島根県隠岐の島町でこのほど、奈良時代に始まる駅伝制で、役人の身分を示した駅鈴について学ぶ講演会があった。国重要文化財で、国内に残る唯一の駅鈴「隠岐国駅鈴」が、江戸時代後期に脚光を浴びた経緯や広がりを元県古代文化センター特任研究員の野々村安浩さん(72)=松江市菅田町=が解説した。
同町下西の玉若酢命神社に収蔵される駅鈴は1790年、社家の億岐幸生が都に持参して光格天皇の御所遷宮行列に加わった。野々村さんは行列の数年前までに、幸生は駅鈴を帯同して上京し、知識人や愛好家が駅鈴を模写した記録があることを指摘した。中には模造品を配布するといった動きも見られたという。

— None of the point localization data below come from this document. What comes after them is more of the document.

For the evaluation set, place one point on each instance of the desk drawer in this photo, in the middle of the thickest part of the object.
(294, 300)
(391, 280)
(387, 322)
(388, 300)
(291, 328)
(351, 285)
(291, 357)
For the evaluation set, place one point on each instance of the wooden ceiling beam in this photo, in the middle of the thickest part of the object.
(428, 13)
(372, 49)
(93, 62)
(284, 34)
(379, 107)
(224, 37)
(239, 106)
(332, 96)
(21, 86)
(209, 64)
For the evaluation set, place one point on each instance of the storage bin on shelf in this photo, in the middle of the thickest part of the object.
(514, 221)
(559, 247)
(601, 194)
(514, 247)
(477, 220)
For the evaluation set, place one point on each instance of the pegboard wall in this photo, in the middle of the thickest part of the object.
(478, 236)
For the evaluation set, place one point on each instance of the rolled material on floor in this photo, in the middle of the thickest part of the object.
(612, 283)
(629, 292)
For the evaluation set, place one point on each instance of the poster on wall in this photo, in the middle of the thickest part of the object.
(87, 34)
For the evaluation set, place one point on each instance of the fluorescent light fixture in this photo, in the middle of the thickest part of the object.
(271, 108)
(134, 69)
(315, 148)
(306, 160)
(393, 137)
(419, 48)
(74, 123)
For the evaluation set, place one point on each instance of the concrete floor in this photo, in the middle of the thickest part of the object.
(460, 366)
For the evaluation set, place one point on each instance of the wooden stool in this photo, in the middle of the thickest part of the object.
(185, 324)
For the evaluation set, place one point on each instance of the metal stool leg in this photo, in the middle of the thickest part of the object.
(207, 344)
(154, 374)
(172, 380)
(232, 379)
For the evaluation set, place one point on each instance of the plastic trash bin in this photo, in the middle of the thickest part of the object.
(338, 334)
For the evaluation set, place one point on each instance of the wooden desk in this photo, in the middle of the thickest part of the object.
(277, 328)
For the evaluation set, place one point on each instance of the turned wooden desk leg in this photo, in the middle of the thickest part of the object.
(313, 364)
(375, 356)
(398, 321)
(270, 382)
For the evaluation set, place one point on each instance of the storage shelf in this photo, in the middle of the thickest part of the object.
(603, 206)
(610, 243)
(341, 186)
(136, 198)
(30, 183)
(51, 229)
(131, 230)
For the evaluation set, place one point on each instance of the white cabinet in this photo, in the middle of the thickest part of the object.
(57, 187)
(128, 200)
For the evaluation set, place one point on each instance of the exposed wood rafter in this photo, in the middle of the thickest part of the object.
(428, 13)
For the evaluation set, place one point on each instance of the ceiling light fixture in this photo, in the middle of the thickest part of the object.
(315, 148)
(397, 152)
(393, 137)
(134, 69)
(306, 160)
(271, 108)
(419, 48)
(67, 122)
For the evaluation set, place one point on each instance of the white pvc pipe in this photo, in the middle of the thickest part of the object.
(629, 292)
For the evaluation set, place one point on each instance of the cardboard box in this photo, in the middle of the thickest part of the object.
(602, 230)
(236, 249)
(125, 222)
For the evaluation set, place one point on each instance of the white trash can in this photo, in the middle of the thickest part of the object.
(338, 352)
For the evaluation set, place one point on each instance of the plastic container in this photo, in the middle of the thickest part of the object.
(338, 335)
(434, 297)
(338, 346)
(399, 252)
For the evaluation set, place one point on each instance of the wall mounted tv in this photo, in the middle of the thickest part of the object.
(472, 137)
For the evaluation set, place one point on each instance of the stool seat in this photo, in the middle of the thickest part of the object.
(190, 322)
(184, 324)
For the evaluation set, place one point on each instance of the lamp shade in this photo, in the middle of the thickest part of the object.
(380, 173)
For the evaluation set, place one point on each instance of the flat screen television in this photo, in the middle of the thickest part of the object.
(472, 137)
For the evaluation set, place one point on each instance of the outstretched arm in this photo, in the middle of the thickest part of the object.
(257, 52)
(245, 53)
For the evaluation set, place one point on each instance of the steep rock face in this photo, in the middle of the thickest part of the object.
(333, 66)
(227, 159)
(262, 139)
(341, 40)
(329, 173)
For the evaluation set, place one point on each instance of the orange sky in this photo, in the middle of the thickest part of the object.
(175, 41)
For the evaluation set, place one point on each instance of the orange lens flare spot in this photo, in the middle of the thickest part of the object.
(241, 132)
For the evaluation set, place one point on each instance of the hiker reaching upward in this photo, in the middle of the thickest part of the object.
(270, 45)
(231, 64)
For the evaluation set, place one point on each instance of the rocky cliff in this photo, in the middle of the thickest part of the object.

遷宮行列が終わり、19世紀に入っても随筆や読本の中に隠岐国駅鈴が登場する。記述の中には土を使って模造品を作り、土産物のような形で販売している様子が記述されていた。
文献の記述を要約した野々村さんは「江戸後期には遷宮行列で駅鈴が注目されて、いろいろな広がりを見せた」と紹介した。
講演会は住民団体「古代に想いを馳せる会」が主催し、20人が聴講した。